The hearsay rule requires people to testify only to what they saw or heard, not to what they were told by someone else. For example, if the question was whether a car ran a red light, I would be allowed to testify, "I saw the car run the red light." But in most situations, a judge would stop me from testifying, "My daughter told me that the car ran the light." The court would instead require my daughter to take the stand, so that the lawyers in the case could question her about where she was, how well she could see the car, what else she saw, and so on. Obviously, if the court let me offer her testimony, there’s no way the lawyers could examine or challenge her statement and her credibility.

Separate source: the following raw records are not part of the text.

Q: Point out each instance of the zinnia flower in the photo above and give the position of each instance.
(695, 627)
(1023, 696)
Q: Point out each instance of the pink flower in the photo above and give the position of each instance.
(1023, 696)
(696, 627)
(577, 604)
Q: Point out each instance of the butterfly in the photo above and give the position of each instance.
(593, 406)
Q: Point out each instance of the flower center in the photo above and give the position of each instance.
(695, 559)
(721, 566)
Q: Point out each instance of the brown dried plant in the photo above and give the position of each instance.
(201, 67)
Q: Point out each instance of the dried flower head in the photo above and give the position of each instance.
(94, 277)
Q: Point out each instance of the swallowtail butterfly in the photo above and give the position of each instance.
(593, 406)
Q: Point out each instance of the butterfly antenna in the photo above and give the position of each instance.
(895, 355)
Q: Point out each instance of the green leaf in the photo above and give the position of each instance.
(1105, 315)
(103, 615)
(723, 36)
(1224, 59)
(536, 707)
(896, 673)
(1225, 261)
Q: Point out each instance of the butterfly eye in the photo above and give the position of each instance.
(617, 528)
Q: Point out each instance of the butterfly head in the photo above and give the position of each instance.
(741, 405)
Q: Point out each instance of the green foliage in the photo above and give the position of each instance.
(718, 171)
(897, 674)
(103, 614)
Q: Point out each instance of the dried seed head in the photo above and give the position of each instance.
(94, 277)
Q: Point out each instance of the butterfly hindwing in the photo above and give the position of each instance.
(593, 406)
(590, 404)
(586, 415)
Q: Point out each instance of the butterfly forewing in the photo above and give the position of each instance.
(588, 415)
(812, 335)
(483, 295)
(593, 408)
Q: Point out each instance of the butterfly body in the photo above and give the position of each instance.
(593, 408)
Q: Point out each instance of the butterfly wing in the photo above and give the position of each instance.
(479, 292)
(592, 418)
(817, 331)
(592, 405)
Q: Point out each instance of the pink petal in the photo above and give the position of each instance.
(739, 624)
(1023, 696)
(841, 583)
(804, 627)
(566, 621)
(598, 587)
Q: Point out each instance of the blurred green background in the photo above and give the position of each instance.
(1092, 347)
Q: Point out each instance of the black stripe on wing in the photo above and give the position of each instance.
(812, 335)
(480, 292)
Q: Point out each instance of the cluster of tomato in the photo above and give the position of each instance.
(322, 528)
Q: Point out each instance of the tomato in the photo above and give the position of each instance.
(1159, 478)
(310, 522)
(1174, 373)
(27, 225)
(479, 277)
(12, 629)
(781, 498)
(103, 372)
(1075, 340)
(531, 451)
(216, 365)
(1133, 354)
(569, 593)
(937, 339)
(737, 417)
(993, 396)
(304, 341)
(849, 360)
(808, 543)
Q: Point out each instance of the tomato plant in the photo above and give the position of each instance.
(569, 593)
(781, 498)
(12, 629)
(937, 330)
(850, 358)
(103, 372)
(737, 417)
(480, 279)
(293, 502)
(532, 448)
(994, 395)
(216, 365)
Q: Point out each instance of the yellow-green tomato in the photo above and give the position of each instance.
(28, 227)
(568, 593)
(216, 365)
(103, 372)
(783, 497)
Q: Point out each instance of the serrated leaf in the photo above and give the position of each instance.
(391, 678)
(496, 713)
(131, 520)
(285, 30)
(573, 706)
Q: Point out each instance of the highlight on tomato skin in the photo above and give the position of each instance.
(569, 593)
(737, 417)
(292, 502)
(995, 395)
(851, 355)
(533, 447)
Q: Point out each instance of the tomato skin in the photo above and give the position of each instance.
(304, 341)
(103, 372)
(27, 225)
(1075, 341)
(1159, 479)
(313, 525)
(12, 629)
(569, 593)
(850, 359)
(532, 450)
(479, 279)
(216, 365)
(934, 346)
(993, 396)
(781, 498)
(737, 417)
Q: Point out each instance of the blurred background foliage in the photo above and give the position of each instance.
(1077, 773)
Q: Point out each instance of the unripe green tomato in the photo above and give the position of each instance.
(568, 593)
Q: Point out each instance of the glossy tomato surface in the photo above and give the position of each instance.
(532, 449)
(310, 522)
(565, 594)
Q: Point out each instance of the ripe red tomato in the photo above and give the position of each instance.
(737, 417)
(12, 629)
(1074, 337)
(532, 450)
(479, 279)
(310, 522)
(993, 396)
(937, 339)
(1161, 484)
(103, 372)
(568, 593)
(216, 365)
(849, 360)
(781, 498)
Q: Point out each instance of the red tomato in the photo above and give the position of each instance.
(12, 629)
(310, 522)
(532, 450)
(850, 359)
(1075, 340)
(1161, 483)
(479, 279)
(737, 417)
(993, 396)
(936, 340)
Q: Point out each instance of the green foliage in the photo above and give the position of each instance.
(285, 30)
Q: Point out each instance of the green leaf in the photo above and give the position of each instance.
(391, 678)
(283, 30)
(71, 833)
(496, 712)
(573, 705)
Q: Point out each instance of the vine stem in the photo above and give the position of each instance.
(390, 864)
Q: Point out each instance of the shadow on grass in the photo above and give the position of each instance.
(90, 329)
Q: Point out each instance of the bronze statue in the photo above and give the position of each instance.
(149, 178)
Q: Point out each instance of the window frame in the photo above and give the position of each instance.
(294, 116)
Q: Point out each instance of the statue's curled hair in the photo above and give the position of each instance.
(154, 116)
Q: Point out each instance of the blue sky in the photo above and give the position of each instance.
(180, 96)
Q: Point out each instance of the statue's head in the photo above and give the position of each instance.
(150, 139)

Your lease addendum tries to circumvent this rule. A police report includes the officer’s notes about what people told him. Police and prosecutors use this information to decide whether a crime has been committed and whether they should investigate further. But once the case goes to court, the report cannot take the place of actual testimony from the people involved (there are exceptions, but this is the general rule). If the statements in the police report could be admitted as fact, that would rob the defense of the opportunity to question the officer and the witnesses to the alleged crime, which would make the case a slam dunk for the prosecution.

I doubt that a judge would uphold a tenant’s agreement to put the hearsay rule aside like this. While it is true that some legal proceedings relax certain evidence rules, those variations (seen in mediation and some arbitrations) have been considered by the courts and allowed. People who take part in these proceedings have been advised of the changes beforehand, and presumably have made an informed decision to play by a different set of rules.

But this addendum is a different creature. You can be sure that most tenants, like you, do not understand its import. They also probably have no real opportunity to negotiate it. These two factors may make it a "contract of adhesion," which most courts will not enforce, particularly when it benefits only the party who drafted the contract and who stands to benefit from it.